Tyler Kline is both metaphysical in his thinking and materials-focused in his making. The two go very well together in works whose subject deals with time going forward and back and realms from the primordial to the digital. I’ve followed this artist’s works for years, and seen his materials change from aluminum (tin foil), string, paper, glitter, feathers, hair and found matter, to found matter, welded rebar, painted wood and bronze. All the while, the subject remains the human connection to the earth, sky, each other and matter.
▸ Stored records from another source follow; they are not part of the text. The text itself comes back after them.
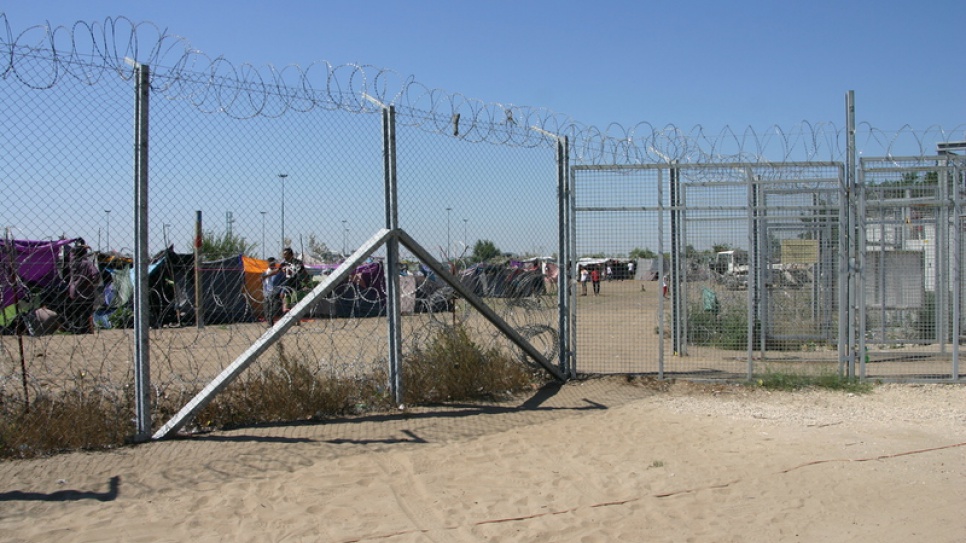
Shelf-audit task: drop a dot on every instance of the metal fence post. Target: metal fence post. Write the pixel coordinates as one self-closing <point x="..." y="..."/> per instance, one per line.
<point x="393" y="309"/>
<point x="142" y="373"/>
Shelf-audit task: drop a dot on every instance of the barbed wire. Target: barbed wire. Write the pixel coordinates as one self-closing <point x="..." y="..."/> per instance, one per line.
<point x="88" y="51"/>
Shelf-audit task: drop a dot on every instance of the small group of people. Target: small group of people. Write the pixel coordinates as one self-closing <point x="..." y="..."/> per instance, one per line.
<point x="280" y="281"/>
<point x="83" y="279"/>
<point x="593" y="274"/>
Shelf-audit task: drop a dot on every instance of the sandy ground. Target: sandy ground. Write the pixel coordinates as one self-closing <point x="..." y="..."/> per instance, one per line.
<point x="599" y="460"/>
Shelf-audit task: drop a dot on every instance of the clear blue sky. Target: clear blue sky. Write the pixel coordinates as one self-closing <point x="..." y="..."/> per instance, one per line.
<point x="705" y="62"/>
Materials matter but so does time and space and place
Tyler is a long-time skateboarder, and his show at UArts, called Upon the Shore of the Infinite Static, coincided with the release of his first skateboard design for Slapstik Skateboards. Here’s a link: http://slapstikskateboardart.bigcartel.com/product/tyler-kline-upon-the-shore-of-infinite-static-deck
This was Tyler’s first skateboard graphic. He explained the thread that connects it all together:
…the thread that connects all the work is the interest in the unexpected distortions inherent in the transfer of media and conception, the magic that takes place between thought and expression. For the past half decade I have been obsessed with how the geometric algorithms form the digital world, encroaching into every aspect of our visceral life. Aesthetically I look at each of these separate media as a way of answering the question of what the digital mediated world is doing to us and how it is filter through our own subjective central nervous systems.
Bronze with delicacy
Tyler has been working with bronze for a while now. He has done wax casting but he is now pouring bronze right into sand molds with remarkable lacey results.
But Tyler is not only an Iron (or Bronze) guy, he is digitally savvy and shares trippy stop motion videos from his wood cut works, which he shares on his Twitter and Vine feeds – https://vine.co/v/eX2PB33vuhp.
When I saw his recent exhibit at UArts, we talked about his new poured-into-sand works, one of which, “Uqbar,” was in the show. I was struck by its delicacy and map-like qualities. The other works in the show that interested me are the double-sided wood cut paintings which appear in Tyler’s Twitter feed occasionally as stop-action videos. The pieces are also map-like, and something about their utopian/dystopian qualities reminds me of the utopian architecture of Lebbeus Woods.
August 13, 2015 – Tyler emails an explanation about using bronze in 2015
Continuing with our dialog regarding cast bronze’s place in post-internet new millennial aesthetics; a question I often ask myself, especially when engaging with a media that carries a heavy and specific weight, is, whether the weight is literal, historical, or conceptual; and what can this material speak to our peculiar 21st century predicament?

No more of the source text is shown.